Molko’s willingness to talk and sing about drugs was showcased in the playful “Meds”, frenzied “Song to Say Goodbye”, and of course, “Special K” (Black Market Music, 2000), which garnered the most enthusiastic response of the night.

After electrifyingly delivering “The Bitter End” (Sleeping with Ghosts), Molko and co said their goodbyes and disappeared into the wings, as a disturbing video clip of a ballet-dancer became a poor replacement for the band’s charismatic stage presence.

But with appropriate commotion from the audience, the band triumphantly returned for a much-wanted encore.

As Molko resumed his inimitable serenade, a suddenly shirtless Forrest, revealing impressive ink, threw himself into the delightful “Bright Lights”, which was perfectly complemented by “Trigger Happy”, an unreleased number that paired clap-happy beats with anti-war lyrics.

During the groovy “Infra-red”, a sweaty Molko literally threw the towel in, to one lucky fan’s evident pleasure, before the band closed the night with the classic “Taste in Men”, ending on a gender-ambiguous note, to thunderous applause.

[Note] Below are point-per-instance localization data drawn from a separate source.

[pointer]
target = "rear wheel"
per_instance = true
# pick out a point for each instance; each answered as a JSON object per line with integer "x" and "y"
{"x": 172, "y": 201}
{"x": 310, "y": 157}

“I thought they sounded great,” said student Meli Sastro, 22, who was seeing Placebo live for the first time. “All of the band had great stage presence and Brian Molko was looking fine, and the bassist’s sparkly pants were lovely.”

Placebo enthralled their Jakarta audience without theatrics or pyrotechnics. The glam rockers still have that special something.